Although the aircraft has remained at Robins longer than anticipated, due to the transfer to the Forest Service and unforeseen production issues while on station, it is scheduled to fly out in August when it will serve a different role – fighting fires as its new mission.
“The good news about this is we’ll be able to get this plane back to the Forest Service right in time for the fire season, and give them a key piece of firefighting equipment,” said Stephen Adcock, 560th Aircraft Maintenance Squadron Functional Test flight chief. “We’ve been regenerating this aircraft and getting ready to offer it up to a flight crew to fly it.”

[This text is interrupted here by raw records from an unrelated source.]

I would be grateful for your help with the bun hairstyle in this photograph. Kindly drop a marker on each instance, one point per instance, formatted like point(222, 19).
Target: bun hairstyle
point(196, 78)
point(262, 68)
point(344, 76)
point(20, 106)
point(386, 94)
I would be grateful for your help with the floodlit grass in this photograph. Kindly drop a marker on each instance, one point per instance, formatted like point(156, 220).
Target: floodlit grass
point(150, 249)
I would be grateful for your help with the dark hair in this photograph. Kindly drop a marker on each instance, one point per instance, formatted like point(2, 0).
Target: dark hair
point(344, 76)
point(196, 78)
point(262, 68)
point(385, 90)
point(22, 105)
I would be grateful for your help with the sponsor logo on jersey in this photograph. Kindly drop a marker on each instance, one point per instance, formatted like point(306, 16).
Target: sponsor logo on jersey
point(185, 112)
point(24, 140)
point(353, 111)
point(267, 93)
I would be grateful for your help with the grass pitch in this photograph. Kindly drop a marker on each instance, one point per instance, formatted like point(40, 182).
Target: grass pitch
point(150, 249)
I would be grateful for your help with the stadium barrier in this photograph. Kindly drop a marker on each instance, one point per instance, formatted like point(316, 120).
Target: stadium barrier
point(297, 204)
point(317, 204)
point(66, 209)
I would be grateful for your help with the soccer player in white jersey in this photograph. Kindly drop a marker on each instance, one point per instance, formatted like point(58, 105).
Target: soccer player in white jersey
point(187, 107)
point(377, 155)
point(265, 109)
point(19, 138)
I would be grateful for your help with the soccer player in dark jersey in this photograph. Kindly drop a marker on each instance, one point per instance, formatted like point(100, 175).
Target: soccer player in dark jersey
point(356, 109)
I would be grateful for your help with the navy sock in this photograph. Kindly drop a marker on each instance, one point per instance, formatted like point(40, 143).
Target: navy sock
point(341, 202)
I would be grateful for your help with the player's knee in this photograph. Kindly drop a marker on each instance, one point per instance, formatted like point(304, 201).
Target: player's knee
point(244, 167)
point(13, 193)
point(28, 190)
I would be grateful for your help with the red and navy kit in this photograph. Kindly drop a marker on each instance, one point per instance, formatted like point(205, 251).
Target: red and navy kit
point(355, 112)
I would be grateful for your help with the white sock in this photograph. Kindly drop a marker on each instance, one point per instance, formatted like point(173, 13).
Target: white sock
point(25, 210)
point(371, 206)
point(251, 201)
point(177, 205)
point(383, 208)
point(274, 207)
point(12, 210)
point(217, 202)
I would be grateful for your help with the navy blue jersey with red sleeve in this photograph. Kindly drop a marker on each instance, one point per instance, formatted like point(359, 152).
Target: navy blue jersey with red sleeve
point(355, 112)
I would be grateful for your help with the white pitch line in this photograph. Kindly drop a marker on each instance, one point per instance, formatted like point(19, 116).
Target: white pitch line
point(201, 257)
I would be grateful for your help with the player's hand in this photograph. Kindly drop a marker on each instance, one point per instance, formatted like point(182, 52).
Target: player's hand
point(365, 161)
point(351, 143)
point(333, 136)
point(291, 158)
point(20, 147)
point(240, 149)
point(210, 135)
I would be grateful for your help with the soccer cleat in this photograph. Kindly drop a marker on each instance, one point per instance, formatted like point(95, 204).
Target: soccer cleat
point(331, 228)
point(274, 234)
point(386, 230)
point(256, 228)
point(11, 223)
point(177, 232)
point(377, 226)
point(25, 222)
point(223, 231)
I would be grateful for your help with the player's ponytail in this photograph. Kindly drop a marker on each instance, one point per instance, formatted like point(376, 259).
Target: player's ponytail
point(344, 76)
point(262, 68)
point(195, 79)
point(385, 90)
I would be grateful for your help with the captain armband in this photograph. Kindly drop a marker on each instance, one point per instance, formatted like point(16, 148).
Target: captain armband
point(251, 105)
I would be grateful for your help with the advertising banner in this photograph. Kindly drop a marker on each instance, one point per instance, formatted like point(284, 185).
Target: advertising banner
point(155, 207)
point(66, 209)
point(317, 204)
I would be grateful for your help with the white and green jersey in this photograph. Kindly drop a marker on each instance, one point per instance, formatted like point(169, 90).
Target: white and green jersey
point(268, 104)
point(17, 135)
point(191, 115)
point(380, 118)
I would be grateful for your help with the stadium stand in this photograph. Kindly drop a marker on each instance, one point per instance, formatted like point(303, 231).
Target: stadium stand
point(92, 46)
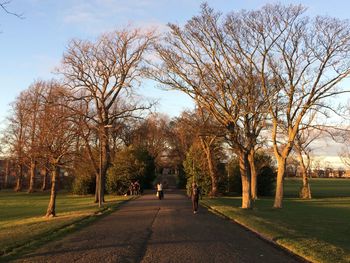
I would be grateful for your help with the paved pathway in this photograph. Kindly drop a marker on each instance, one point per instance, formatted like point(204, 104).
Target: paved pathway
point(150, 230)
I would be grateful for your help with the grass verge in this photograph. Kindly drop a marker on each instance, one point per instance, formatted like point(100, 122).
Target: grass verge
point(317, 229)
point(23, 227)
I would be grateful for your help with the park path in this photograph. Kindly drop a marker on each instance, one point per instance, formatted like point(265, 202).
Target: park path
point(150, 230)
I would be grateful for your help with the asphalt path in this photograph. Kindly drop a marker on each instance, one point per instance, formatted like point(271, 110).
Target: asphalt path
point(151, 230)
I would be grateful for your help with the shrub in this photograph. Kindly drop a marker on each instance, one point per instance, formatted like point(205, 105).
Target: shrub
point(83, 185)
point(130, 164)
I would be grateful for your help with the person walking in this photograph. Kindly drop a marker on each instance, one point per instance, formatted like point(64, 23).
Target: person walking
point(160, 193)
point(195, 197)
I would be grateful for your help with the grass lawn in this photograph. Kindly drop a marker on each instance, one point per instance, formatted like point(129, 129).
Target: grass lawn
point(24, 227)
point(317, 229)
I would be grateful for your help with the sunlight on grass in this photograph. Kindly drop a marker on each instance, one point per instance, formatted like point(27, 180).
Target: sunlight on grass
point(22, 218)
point(316, 229)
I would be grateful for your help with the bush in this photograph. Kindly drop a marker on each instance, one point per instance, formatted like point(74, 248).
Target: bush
point(83, 185)
point(265, 178)
point(129, 165)
point(195, 167)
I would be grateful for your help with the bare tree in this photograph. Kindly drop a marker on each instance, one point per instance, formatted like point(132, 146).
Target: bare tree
point(101, 72)
point(14, 138)
point(300, 62)
point(199, 60)
point(57, 134)
point(33, 94)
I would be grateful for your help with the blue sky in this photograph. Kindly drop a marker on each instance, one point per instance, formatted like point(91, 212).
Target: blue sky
point(32, 47)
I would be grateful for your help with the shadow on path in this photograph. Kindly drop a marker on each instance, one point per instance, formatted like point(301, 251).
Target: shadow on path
point(152, 230)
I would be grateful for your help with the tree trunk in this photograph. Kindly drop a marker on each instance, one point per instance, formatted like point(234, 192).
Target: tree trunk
point(19, 182)
point(32, 176)
point(212, 171)
point(254, 183)
point(96, 188)
point(279, 182)
point(44, 185)
point(214, 180)
point(245, 175)
point(7, 174)
point(51, 209)
point(105, 161)
point(305, 191)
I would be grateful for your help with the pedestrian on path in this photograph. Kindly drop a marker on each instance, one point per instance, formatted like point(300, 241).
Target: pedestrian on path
point(160, 192)
point(195, 197)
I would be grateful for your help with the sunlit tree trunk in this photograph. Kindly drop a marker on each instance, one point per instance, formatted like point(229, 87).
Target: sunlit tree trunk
point(305, 191)
point(254, 183)
point(7, 174)
point(279, 182)
point(51, 209)
point(19, 181)
point(206, 146)
point(245, 175)
point(32, 176)
point(97, 188)
point(45, 177)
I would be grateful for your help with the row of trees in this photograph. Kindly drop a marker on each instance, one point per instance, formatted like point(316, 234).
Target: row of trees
point(270, 68)
point(255, 76)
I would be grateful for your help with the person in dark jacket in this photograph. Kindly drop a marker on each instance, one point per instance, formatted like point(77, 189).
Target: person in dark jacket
point(195, 197)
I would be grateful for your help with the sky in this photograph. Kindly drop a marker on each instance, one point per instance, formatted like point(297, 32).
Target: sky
point(31, 48)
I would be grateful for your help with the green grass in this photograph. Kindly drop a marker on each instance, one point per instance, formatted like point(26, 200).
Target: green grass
point(316, 229)
point(23, 226)
point(320, 187)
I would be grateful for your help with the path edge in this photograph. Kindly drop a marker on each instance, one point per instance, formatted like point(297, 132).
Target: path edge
point(257, 234)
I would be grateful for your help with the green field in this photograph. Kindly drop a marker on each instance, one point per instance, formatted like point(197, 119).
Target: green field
point(317, 229)
point(24, 227)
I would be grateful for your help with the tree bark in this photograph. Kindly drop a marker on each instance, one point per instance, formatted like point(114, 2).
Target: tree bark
point(212, 171)
point(19, 182)
point(44, 185)
point(305, 191)
point(245, 175)
point(51, 209)
point(279, 182)
point(96, 188)
point(32, 176)
point(7, 174)
point(254, 183)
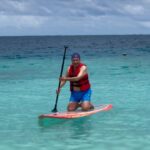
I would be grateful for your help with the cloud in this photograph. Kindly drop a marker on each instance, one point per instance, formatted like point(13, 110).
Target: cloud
point(70, 16)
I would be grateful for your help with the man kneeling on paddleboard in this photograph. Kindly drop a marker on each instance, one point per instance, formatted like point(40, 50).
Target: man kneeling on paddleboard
point(79, 85)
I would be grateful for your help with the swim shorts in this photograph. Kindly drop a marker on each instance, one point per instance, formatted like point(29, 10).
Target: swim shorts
point(80, 96)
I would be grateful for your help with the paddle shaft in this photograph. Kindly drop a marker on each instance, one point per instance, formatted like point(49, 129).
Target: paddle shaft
point(62, 67)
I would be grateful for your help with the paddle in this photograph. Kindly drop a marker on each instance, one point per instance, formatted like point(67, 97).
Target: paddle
point(62, 67)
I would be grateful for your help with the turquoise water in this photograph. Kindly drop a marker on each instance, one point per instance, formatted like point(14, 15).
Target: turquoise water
point(28, 81)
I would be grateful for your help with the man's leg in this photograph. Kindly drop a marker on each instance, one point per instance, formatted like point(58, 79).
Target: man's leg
point(86, 105)
point(72, 106)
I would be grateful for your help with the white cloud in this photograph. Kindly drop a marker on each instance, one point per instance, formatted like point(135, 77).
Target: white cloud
point(22, 21)
point(145, 24)
point(134, 9)
point(75, 16)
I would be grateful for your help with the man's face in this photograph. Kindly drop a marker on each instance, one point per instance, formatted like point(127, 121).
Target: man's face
point(75, 61)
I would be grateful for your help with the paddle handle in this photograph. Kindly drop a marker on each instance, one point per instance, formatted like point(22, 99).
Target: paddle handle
point(61, 72)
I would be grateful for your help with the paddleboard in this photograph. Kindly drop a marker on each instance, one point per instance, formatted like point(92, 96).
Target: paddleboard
point(77, 113)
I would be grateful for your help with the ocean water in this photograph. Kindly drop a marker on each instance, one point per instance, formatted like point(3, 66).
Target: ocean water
point(119, 70)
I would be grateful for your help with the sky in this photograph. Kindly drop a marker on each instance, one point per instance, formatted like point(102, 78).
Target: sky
point(74, 17)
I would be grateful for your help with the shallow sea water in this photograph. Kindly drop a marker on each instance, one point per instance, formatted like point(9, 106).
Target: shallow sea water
point(28, 80)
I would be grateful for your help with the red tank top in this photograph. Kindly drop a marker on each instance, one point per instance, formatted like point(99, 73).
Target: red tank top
point(83, 83)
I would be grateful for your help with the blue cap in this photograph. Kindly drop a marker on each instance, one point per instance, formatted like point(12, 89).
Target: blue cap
point(75, 55)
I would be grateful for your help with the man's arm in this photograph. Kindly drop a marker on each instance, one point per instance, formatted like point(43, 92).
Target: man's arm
point(62, 83)
point(82, 72)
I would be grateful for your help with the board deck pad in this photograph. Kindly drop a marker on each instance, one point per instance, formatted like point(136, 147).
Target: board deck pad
point(77, 113)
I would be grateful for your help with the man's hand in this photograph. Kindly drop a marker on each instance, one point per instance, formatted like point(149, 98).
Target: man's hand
point(58, 90)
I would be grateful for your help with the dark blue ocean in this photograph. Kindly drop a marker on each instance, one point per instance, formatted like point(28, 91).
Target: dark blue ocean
point(119, 70)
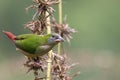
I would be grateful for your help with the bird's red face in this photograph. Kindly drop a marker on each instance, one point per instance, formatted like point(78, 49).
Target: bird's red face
point(10, 35)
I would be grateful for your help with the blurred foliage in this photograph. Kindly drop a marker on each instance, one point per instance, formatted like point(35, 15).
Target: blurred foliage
point(96, 45)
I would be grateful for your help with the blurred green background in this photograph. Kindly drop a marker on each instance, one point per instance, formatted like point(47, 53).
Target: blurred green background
point(96, 45)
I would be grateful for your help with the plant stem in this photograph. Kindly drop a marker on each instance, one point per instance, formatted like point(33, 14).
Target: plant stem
point(60, 21)
point(49, 61)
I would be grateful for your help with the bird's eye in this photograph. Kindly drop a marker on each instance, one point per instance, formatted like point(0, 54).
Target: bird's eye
point(53, 36)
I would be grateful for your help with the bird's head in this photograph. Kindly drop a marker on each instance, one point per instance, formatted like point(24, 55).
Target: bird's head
point(10, 35)
point(55, 38)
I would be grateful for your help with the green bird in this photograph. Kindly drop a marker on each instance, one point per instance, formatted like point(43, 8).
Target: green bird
point(32, 45)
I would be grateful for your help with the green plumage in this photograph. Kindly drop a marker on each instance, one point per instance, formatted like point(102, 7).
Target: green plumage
point(35, 45)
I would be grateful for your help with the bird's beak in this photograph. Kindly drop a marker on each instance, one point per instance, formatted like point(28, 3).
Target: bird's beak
point(60, 39)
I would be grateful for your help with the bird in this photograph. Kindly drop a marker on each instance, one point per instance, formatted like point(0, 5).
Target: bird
point(33, 45)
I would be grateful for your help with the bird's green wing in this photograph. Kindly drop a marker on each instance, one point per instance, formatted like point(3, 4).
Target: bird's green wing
point(30, 42)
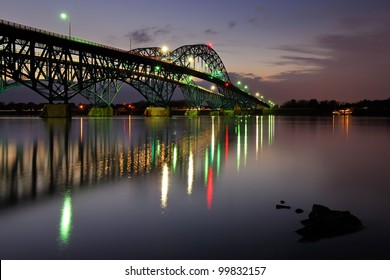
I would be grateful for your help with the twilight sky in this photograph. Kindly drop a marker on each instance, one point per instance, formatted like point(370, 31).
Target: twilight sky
point(285, 49)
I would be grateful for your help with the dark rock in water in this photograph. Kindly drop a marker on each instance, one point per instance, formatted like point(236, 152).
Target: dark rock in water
point(324, 222)
point(278, 206)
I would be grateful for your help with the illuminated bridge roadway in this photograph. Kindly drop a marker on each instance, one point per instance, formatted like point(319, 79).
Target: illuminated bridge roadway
point(59, 67)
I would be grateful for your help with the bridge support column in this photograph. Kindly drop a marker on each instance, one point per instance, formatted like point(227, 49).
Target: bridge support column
point(101, 112)
point(56, 111)
point(192, 113)
point(157, 112)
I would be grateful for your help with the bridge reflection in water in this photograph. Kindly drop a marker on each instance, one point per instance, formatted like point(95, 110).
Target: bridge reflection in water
point(39, 158)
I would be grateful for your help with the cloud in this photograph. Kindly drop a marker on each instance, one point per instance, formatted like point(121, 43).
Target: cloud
point(232, 24)
point(345, 67)
point(149, 34)
point(211, 31)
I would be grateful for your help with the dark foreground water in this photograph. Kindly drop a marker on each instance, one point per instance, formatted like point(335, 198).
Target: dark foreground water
point(201, 188)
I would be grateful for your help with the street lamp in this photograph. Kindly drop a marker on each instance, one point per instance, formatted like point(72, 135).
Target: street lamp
point(65, 16)
point(129, 35)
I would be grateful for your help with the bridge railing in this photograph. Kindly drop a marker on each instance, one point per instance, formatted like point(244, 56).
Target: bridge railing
point(25, 27)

During its time here, the aircraft received a new center wing box, replacement of its outer wings, as well as maintenance actions on the plane’s elevator, with parts manufactured with the assistance of the 402nd Commodities Maintenance Group.
To assist with its firefighting capabilities, the plane was installed with a Modular Airborne Fire Fighting Systems control panel, a process that took two days.
While the remaining part of that modification will take place at another facility, these portable fire retardant delivery systems, once installed on C-130 aircraft, can provide the Forest Service a unique means to suppress wildfires.
Air Force C-130s equipped with MAFFS provide a surge capability, boosting firefighting efforts when further assistance is needed. Once ready, this particular C-130H outfitted with MAFFS, will be able to discharge a load of up to 3,000 gallons of retardant in less than five seconds, and can be refilled and airborne in less than 20 minutes.
Wildfires typically occur during the summer months in the western U.S. states, and are suppressed by not only firefighters on the ground who help contain fires, but from aircraft in the air who either drop water or fire retardant to reduce the intensity and rate of spread of wildfires, according to the U.S. Forest Service.
In addition to C-130s, numerous other aircraft can assist, such as helicopters; single engine air tankers; amphibious aircraft known as water scoopers that can skim a body of water’s surface, scooping water into its onboard tank; and DC-10 air tankers that manage fires below.
What these C-130s do is assist when needed with the average 7,500 wildfires that burn each year, devastating about 1.5 million acres of national forests and grasslands.
Created by Congress in the 1970s, the ongoing collaboration between the Forest Service and Department of Defense continues to be a vital partnership, with several airlift wings throughout the U.S. that deploy throughout the year to assist with MAFFS missions.